Эта старая, почти ребячья обида шевельнулась было на миг в душе Тараса, но он тут же вдруг вспомнил, с какой радостью воспринял свое назначение в бригадиры.
— Самый молодой бригадир крепильщиков на шахте «Соседка» Тарас Харитонов! — шутливо-важно представился он в тот вечер, подавая руку Поле.
Но теперь-то он знал, что именно в этом и вмещалась почти вся радость; в глубине души Тарас считал свое выдвижение преждевременным, и командовать над товарищами ему совсем не хотелось. Кроме того, ему порой представлялось, что поводом к этому выдвижению был просто случай.
Тарас уже не глядел в окно, а беспокойно ворочался на койке. Без спроса всплывали в памяти первый лихорадящий спуск под землю, первое настоящее свидание без насмешливых девчат и глазастых товарищей. Потом вдруг вспомнилось, как провожала их мать Василия и уже на станции, отирая слезы, строго наказывала: «Будьте братьями — и все! Чтоб никогда друг дружку там не обижали… Слышите?!» А он тогда и впрямь плохо слушал и еще меньше понимал, зачем нужен этот наказ: он все конфузливо оглядывался по сторонам, стараясь определить, многие ли из ехавших с ним ребят видели, как его, взрослого, почти шестнадцатилетнего, расцеловала в щеки, лоб и губы, измазав своими солеными слезами, эта женщина. «Правда, Васильку пришлось претерпеть куда побольше, — думалось тогда, — но ему она мать, а мне-то чужая, просто детдомовская сторожиха…» И вот теперь первое житейское испытание, свалившееся на Тараса так неожиданно, снова показалось ему таким большим, настолько непереносимым, что впору было писать письмо и просить эту добрейшую старушку образумить своего Василька.
Проснулся Тарас от грубовато-дружеского поталкивания в плечо и, еще не повернув головы, знал, кто его таким способом может будить. Он быстро, точно по тревоге, вскочил, сел на койку и с минуту молча смотрел прямо в глаза Кожухову.
— Ты что уставился, соня, пошли-ка обедать, — примирительно предложил Василий. Он явно пытался быть и добродушным и серьезным, а губы его против воли растягивались в неуместную улыбку.
— Вот что, друг, — нажимая на последнее слово, негромко начал Тарас, — из комнаты этой уйду я, сегодня же постараюсь это сделать… А уж из бригады, пожалуйста, перепросись в другую ты… Не дело мне ото всех из-за одного тебя уходить. Может, хоть на это совести у тебя хватит?
— Что ж, мы не можем по-прежнему вместе работать?
— Лучше порознь.
— Почему?
— Наша работа какая?
— Ну… ответственная, под землей… — начал перечислять Василий, с удивлением поглядывая на товарища: еще десять минут назад он был убежден, что его покладистый друг Тараска сегодня же пойдет на примирение.

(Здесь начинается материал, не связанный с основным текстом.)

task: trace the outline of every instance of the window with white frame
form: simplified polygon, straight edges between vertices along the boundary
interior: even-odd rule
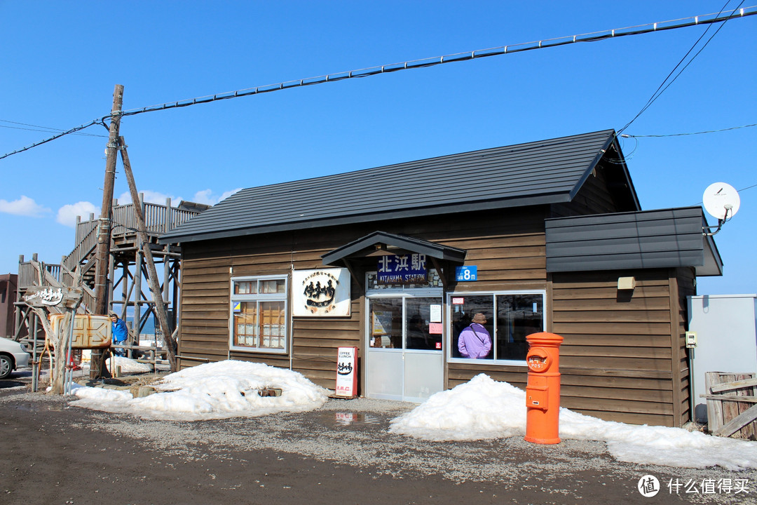
[[[285,276],[232,279],[232,349],[286,352],[287,282]]]
[[[525,363],[526,336],[544,331],[544,291],[448,295],[450,358]]]

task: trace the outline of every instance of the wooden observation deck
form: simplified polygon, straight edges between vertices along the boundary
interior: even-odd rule
[[[160,277],[162,302],[169,315],[169,323],[175,329],[181,251],[176,245],[159,245],[157,238],[188,221],[209,206],[182,201],[178,206],[172,207],[170,199],[166,201],[165,205],[146,203],[142,195],[140,199],[142,201],[139,204],[142,206],[150,249]],[[147,269],[137,234],[134,210],[133,204],[119,205],[117,201],[114,201],[107,293],[109,310],[124,320],[128,316],[133,321],[129,340],[136,341],[150,316],[155,316],[155,300],[146,281]],[[19,257],[14,338],[17,340],[24,335],[31,338],[35,332],[42,331],[34,312],[21,301],[26,290],[33,286],[70,286],[77,267],[84,281],[84,300],[79,310],[81,313],[92,313],[98,223],[99,220],[95,219],[94,214],[90,214],[85,221],[76,218],[73,249],[61,258],[60,263],[41,262],[36,254],[30,261],[25,260],[23,255]],[[44,338],[44,335],[42,338]]]

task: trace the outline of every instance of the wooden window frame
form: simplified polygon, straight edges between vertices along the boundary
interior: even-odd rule
[[[251,294],[235,294],[234,288],[237,282],[255,282],[257,283],[258,286],[264,281],[283,281],[284,282],[284,291],[281,293],[260,293],[260,289],[256,289],[255,293]],[[245,276],[240,277],[232,277],[230,285],[230,301],[229,307],[229,349],[230,351],[238,351],[242,352],[250,352],[257,354],[286,354],[289,351],[289,276]],[[271,348],[271,347],[261,347],[262,340],[266,336],[262,331],[264,322],[260,320],[260,307],[261,303],[265,302],[279,302],[284,305],[283,314],[281,314],[280,320],[282,323],[279,325],[283,325],[284,331],[283,335],[279,335],[279,339],[283,339],[283,347],[282,348]],[[234,307],[238,303],[254,303],[256,306],[256,317],[257,320],[255,322],[255,326],[257,326],[257,335],[254,336],[257,338],[257,346],[247,346],[247,345],[238,345],[235,344],[235,335],[236,332],[236,323],[235,318],[235,310]],[[268,335],[269,338],[271,335]]]

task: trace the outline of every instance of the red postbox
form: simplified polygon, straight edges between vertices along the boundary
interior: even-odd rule
[[[554,333],[532,333],[525,338],[530,348],[528,383],[525,387],[525,440],[559,444],[560,423],[560,344]]]

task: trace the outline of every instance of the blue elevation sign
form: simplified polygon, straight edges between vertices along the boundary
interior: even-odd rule
[[[478,280],[478,267],[455,267],[456,281],[476,281]]]

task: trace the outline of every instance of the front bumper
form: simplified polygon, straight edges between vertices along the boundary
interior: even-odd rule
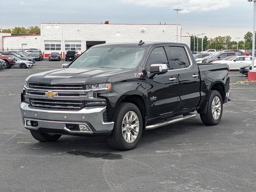
[[[27,129],[40,132],[80,136],[108,134],[114,128],[114,122],[103,121],[106,107],[85,107],[78,111],[47,110],[31,108],[28,103],[20,104],[23,125]],[[37,122],[29,126],[27,121]],[[70,129],[68,125],[81,125],[86,131]]]

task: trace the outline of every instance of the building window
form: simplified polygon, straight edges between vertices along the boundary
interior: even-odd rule
[[[45,50],[60,50],[60,44],[44,44]]]
[[[74,50],[75,51],[81,50],[81,44],[65,44],[65,50]]]

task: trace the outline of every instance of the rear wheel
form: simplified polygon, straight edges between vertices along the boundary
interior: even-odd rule
[[[26,69],[27,68],[27,66],[25,63],[22,63],[20,65],[20,67],[22,69]]]
[[[116,112],[114,124],[108,138],[110,146],[124,150],[136,147],[141,137],[143,124],[138,107],[132,103],[121,103]]]
[[[53,142],[58,140],[61,136],[61,135],[56,134],[50,135],[46,133],[40,133],[34,130],[30,130],[30,131],[33,137],[36,140],[42,142]]]
[[[219,123],[222,114],[222,99],[220,93],[212,90],[209,92],[206,113],[200,114],[203,123],[206,125],[216,125]]]

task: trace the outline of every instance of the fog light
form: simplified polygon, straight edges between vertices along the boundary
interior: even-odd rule
[[[80,131],[88,131],[88,132],[90,131],[84,125],[79,125],[79,130]]]
[[[27,125],[28,125],[28,126],[31,126],[31,122],[29,120],[27,120],[26,124]]]

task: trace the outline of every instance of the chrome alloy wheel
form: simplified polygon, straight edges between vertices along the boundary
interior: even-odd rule
[[[123,119],[122,131],[125,141],[134,142],[137,138],[140,129],[139,119],[137,114],[132,111],[127,112]]]
[[[216,96],[212,100],[212,114],[213,118],[217,120],[220,115],[221,112],[221,104],[218,97]]]

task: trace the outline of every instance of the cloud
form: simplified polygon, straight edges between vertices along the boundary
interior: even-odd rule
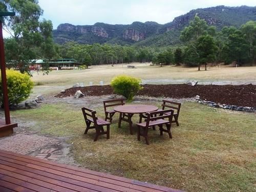
[[[54,28],[65,23],[83,25],[154,21],[165,24],[199,8],[256,6],[255,0],[39,0],[39,4],[44,10],[42,17],[51,20]]]

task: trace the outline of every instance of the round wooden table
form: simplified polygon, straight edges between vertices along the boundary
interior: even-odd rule
[[[141,117],[142,114],[147,112],[152,112],[157,111],[158,108],[156,106],[148,104],[125,104],[119,105],[114,108],[114,110],[120,113],[119,121],[118,122],[118,127],[121,126],[121,121],[123,121],[129,123],[131,134],[133,135],[132,117],[134,114],[139,114]],[[140,117],[140,122],[141,121],[141,117]]]

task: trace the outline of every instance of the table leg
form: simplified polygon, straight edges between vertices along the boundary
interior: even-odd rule
[[[121,121],[122,120],[122,113],[119,113],[119,120],[118,121],[118,128],[121,127]]]
[[[133,122],[132,121],[132,117],[134,114],[128,114],[128,122],[129,123],[130,131],[131,135],[133,135]]]

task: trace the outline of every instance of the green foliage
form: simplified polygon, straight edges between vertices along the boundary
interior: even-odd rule
[[[112,79],[111,86],[115,93],[120,94],[131,101],[135,93],[142,89],[140,85],[141,80],[127,75],[119,75]]]
[[[223,52],[223,59],[226,63],[235,61],[241,65],[248,61],[249,45],[246,42],[245,35],[240,30],[231,29],[224,42]]]
[[[175,50],[175,52],[174,52],[174,62],[176,65],[179,66],[182,62],[182,51],[179,47]]]
[[[196,16],[189,23],[189,26],[181,32],[181,40],[186,42],[187,47],[185,49],[185,61],[189,66],[205,65],[208,62],[214,61],[218,50],[215,39],[211,35],[216,35],[214,27],[209,27],[204,19]]]
[[[256,62],[256,21],[249,21],[243,25],[241,29],[245,36],[249,46],[249,59],[251,63]]]
[[[200,63],[206,63],[215,60],[218,48],[211,36],[206,35],[200,37],[197,41],[196,47]]]
[[[83,65],[82,66],[79,66],[78,67],[78,69],[88,69],[88,66],[85,65]]]
[[[9,104],[17,104],[28,98],[33,85],[30,76],[27,73],[22,74],[14,70],[7,70],[6,76]],[[2,106],[3,95],[0,83],[0,105]]]
[[[11,11],[15,16],[6,17],[4,29],[11,37],[5,39],[8,67],[29,73],[32,59],[52,58],[56,56],[50,20],[40,21],[42,10],[36,0],[4,0],[0,11]]]

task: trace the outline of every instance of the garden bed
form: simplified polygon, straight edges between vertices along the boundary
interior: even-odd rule
[[[256,86],[251,84],[239,86],[199,85],[186,84],[145,84],[136,95],[164,97],[175,98],[194,97],[199,95],[201,99],[216,103],[256,108]],[[114,94],[110,86],[94,86],[71,88],[56,96],[57,97],[73,96],[80,90],[86,96]]]

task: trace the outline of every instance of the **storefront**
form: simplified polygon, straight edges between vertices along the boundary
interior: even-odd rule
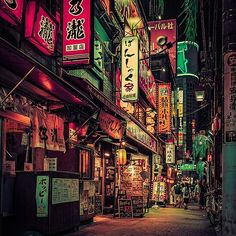
[[[16,221],[43,234],[77,227],[94,216],[94,153],[82,140],[98,107],[3,39],[0,50],[3,227]]]

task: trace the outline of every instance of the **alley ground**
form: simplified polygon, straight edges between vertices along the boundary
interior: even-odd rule
[[[216,236],[206,212],[197,206],[150,209],[143,218],[113,218],[111,215],[96,216],[94,222],[81,226],[78,232],[66,236]]]

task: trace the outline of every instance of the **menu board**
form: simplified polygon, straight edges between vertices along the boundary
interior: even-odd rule
[[[133,217],[143,216],[143,196],[131,196]]]
[[[143,179],[140,175],[142,166],[130,165],[124,168],[121,177],[121,189],[125,189],[127,197],[143,194]]]
[[[79,201],[79,180],[52,178],[52,204]]]
[[[80,182],[80,215],[88,215],[94,213],[95,208],[95,186],[94,181]]]
[[[132,201],[130,199],[118,200],[119,217],[133,217]]]
[[[102,214],[102,195],[95,195],[95,213]]]

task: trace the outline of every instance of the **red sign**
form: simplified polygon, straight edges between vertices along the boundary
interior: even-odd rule
[[[21,24],[24,0],[0,0],[0,16],[12,25]]]
[[[166,47],[162,48],[157,44],[161,37],[166,38],[168,43],[174,43],[168,52],[173,72],[176,74],[176,19],[151,21],[148,26],[151,29],[151,54],[156,55]]]
[[[91,1],[63,1],[63,65],[91,62]]]
[[[171,132],[171,85],[158,84],[158,133]]]
[[[38,1],[28,3],[25,14],[25,37],[46,55],[53,55],[57,37],[57,22],[39,5]]]
[[[122,139],[124,126],[122,122],[114,116],[101,111],[99,114],[99,123],[103,131],[114,139]]]

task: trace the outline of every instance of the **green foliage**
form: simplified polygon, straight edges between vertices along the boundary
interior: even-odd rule
[[[199,1],[198,0],[184,0],[182,5],[183,11],[180,16],[183,16],[183,19],[180,23],[185,23],[184,34],[187,41],[196,41],[197,36],[197,14],[199,10]]]

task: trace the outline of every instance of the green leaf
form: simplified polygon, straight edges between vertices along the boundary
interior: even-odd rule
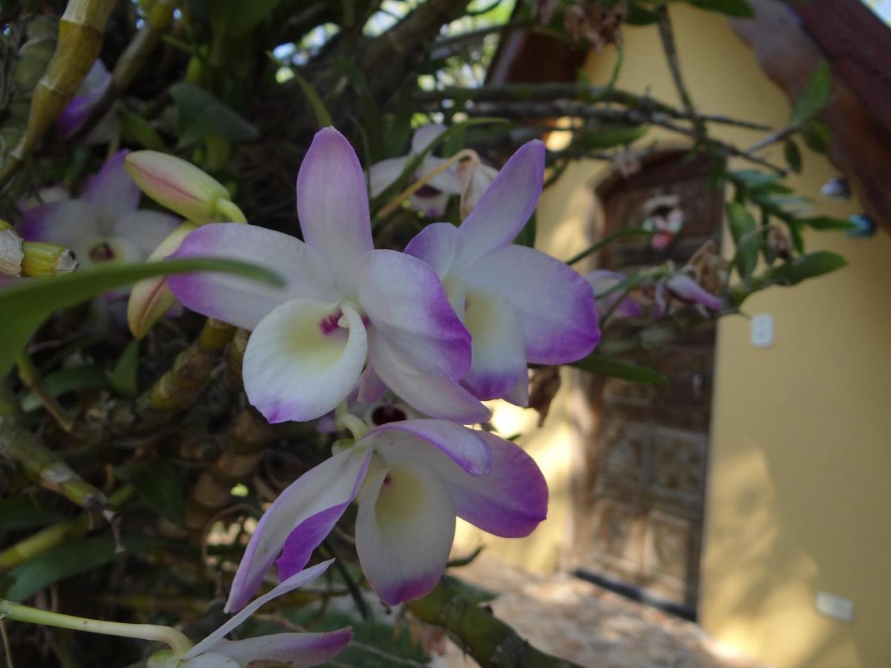
[[[758,264],[761,235],[756,232],[757,225],[746,205],[735,201],[727,202],[727,220],[736,245],[736,269],[740,278],[748,278]]]
[[[832,131],[820,118],[814,118],[801,131],[802,139],[807,144],[807,148],[814,153],[825,155],[830,150],[830,140],[832,139]]]
[[[799,223],[803,223],[814,230],[841,230],[847,232],[854,230],[857,225],[846,218],[833,218],[831,216],[816,216],[813,218],[798,218]]]
[[[649,26],[658,21],[659,15],[654,10],[634,0],[628,3],[628,13],[625,17],[625,22],[629,26]]]
[[[820,111],[829,102],[832,91],[832,72],[826,61],[822,61],[811,72],[805,90],[795,102],[789,125],[800,126]]]
[[[176,469],[167,460],[154,457],[122,464],[115,469],[132,485],[152,510],[174,524],[185,521],[185,492]]]
[[[128,552],[138,552],[157,543],[148,536],[125,536],[121,543]],[[122,555],[115,551],[114,539],[110,535],[95,536],[63,545],[37,555],[12,568],[13,578],[4,598],[20,603],[40,590],[86,571],[98,568]]]
[[[24,493],[0,501],[0,531],[43,526],[63,517],[53,506],[49,493]]]
[[[69,392],[105,387],[109,384],[105,370],[98,364],[84,364],[68,369],[60,369],[48,373],[43,379],[44,387],[53,396],[61,396]],[[21,410],[29,412],[44,403],[33,392],[25,395],[21,400]]]
[[[294,71],[294,81],[300,86],[303,94],[307,96],[307,102],[313,108],[313,115],[315,117],[316,125],[320,128],[334,125],[334,121],[331,120],[331,115],[328,113],[328,108],[322,102],[322,98],[319,97],[319,94],[315,92],[313,85],[298,74],[296,70]]]
[[[111,374],[111,387],[119,395],[135,399],[139,395],[136,387],[136,368],[139,364],[139,339],[135,338],[127,345],[118,358]]]
[[[699,9],[708,12],[718,12],[726,16],[736,16],[741,19],[752,19],[755,11],[746,0],[685,0]]]
[[[847,265],[847,260],[838,253],[819,250],[798,256],[785,265],[771,270],[769,278],[786,285],[796,285],[806,279],[830,273]]]
[[[633,364],[630,362],[624,362],[600,353],[592,353],[587,357],[572,363],[569,366],[589,373],[596,373],[598,376],[619,378],[633,383],[668,385],[668,378],[655,369]]]
[[[170,87],[170,95],[176,103],[179,148],[211,134],[233,142],[249,142],[259,136],[256,127],[206,90],[181,82]]]
[[[786,142],[782,152],[789,168],[796,174],[801,174],[801,150],[798,149],[798,144],[790,139]]]
[[[533,212],[532,216],[529,216],[529,220],[523,229],[519,231],[519,233],[513,240],[513,242],[520,246],[527,246],[530,248],[535,247],[535,214]]]
[[[599,126],[596,130],[576,131],[572,143],[588,150],[611,149],[634,143],[649,130],[649,126]]]
[[[283,285],[282,278],[268,269],[210,257],[144,265],[103,263],[63,275],[22,281],[0,291],[0,378],[9,372],[28,340],[54,311],[145,278],[186,272],[225,272]]]

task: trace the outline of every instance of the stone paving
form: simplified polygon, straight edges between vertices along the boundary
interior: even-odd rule
[[[495,614],[540,649],[585,668],[768,668],[701,628],[567,574],[547,578],[480,555],[461,577],[501,592]],[[448,643],[436,668],[477,664]]]

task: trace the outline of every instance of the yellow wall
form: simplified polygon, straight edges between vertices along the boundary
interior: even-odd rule
[[[698,108],[781,127],[789,113],[784,94],[726,20],[671,6]],[[630,29],[625,37],[618,86],[676,102],[657,30]],[[614,62],[609,50],[592,56],[588,76],[605,82]],[[713,129],[740,146],[759,138]],[[644,141],[656,138],[678,142],[658,132]],[[590,184],[604,171],[601,163],[576,166],[549,191],[539,209],[543,249],[565,257],[584,246],[579,231],[591,212]],[[804,175],[791,183],[815,199],[816,212],[846,216],[855,202],[819,196],[834,174],[825,159],[808,153]],[[891,239],[883,232],[856,240],[822,232],[806,241],[810,250],[842,253],[851,265],[746,303],[749,314],[773,314],[774,346],[755,349],[744,317],[719,326],[701,620],[720,639],[778,668],[885,668],[891,666]],[[496,415],[506,433],[521,428],[551,483],[549,521],[526,541],[494,542],[496,552],[535,569],[557,566],[571,545],[569,490],[590,420],[583,403],[577,388],[564,390],[539,431],[531,415]],[[465,546],[478,540],[467,527],[460,535]],[[854,622],[817,615],[821,591],[852,599]]]

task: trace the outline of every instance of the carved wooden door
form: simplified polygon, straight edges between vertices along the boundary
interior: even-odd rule
[[[628,273],[666,259],[681,265],[708,240],[717,243],[723,196],[708,171],[702,160],[662,156],[630,179],[605,184],[605,233],[640,227],[653,202],[680,208],[684,224],[666,248],[631,238],[599,266]],[[622,327],[646,324],[628,320]],[[688,614],[698,596],[714,354],[715,327],[707,324],[629,358],[662,371],[667,387],[591,379],[598,428],[587,453],[576,564]]]

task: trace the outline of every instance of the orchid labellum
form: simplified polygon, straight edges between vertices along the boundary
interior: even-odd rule
[[[432,266],[473,340],[463,385],[525,405],[527,363],[561,364],[600,340],[594,295],[566,264],[513,244],[535,209],[544,145],[514,153],[460,227],[435,223],[405,248]]]
[[[360,564],[380,599],[395,605],[438,582],[455,517],[495,535],[525,536],[544,519],[548,490],[532,458],[487,432],[437,420],[381,425],[301,476],[270,506],[226,609],[244,606],[276,557],[282,578],[303,568],[356,498]]]

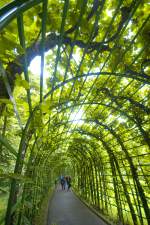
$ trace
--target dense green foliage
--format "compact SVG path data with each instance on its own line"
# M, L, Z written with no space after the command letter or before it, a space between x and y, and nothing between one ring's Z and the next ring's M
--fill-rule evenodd
M7 0L0 7L5 225L35 224L61 173L114 222L150 224L148 1ZM37 61L29 66L36 56L41 71Z

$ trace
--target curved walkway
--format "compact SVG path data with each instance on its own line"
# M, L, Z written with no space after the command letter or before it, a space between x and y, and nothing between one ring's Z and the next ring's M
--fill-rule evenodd
M49 202L47 225L106 225L71 191L55 191Z

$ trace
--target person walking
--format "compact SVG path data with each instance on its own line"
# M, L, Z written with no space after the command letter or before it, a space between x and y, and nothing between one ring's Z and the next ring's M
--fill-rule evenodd
M65 190L65 178L64 178L64 176L61 176L61 178L60 178L60 184L61 184L61 189L62 189L62 191L63 190Z
M71 177L70 177L70 176L67 176L67 177L66 177L66 182L67 182L67 186L68 186L67 191L69 191L70 188L71 188Z

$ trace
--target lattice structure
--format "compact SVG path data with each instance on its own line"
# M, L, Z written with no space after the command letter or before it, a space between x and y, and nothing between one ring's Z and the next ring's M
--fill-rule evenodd
M148 1L5 3L0 3L1 180L10 184L5 224L34 224L55 176L66 171L81 197L114 223L150 224ZM40 77L29 67L36 56Z

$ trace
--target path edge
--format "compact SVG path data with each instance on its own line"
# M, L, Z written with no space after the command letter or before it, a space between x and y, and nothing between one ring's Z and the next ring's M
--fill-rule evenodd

— И опасная она тоже, — перебил его Тарас. — Случись теперь что с тобой или со мной в лаве, и разговор может получиться нехороший… Все ж знают или узнают завтра, какие мы с тобой стали крепкие «друзья», — Тарас невесело усмехнулся.
— Ах, вон ты куда гнешь, тихоня, — зло засмеялся Василий. — Значит, сам за себя боишься, как бы вместо старомодной дуэли своего соперника в лаве не завалил?
— Ду-ура-ак! Ду-ура-ак! — бешено заорал Тарас, и даже глаза его побелели от гнева. Он перевел дух и сказал уже спокойнее: — А наша работа действительно требует… почти как под цирковым куполом… полного взаимного доверия да и взаимной выручки обязательно…
— Но у тебя оно не полное? — уже держась за дверную ручку, полуобернувшись, поинтересовался Василий, сердито кося черным глазом.
— Вот сейчас в самую точку попал, ни вот столько, — показал Тарас кончик мизинца, — теперь совсем тебе не верю!
Василий изо всех сил хлопнул дверью и ушел, а Тарас еще долго сидел на койке и, свесив босые ноги, сжигал папиросу за папиросой. Обида и гнев, охватившие его, точно опустошили и одновременно отрезвили. Горе, правда, не казалось меньше — оно лишь повернулось какой-то другой, более реальной стороной, и мысли стали более конкретными. Думал сейчас Тарас уже не о своей «испорченной жизни», а о том, что совершенно глупо оставил он утром пачку писем в чужих руках, так непростительно смутился и даже растерялся от некрасивого поступка других. «А надо бы, конечно, немедленно забрать все свое, а ее записки к Василию, разумеется, оставить у Симакина…» Даже в краску теперь бросало при одной мысли о том, что его письма к Поле, где были все нежные слова, какие он только знал и какие всегда вырывались у него от всего сердца, из глубины души, сегодня, может быть, гуляют по всему поселку.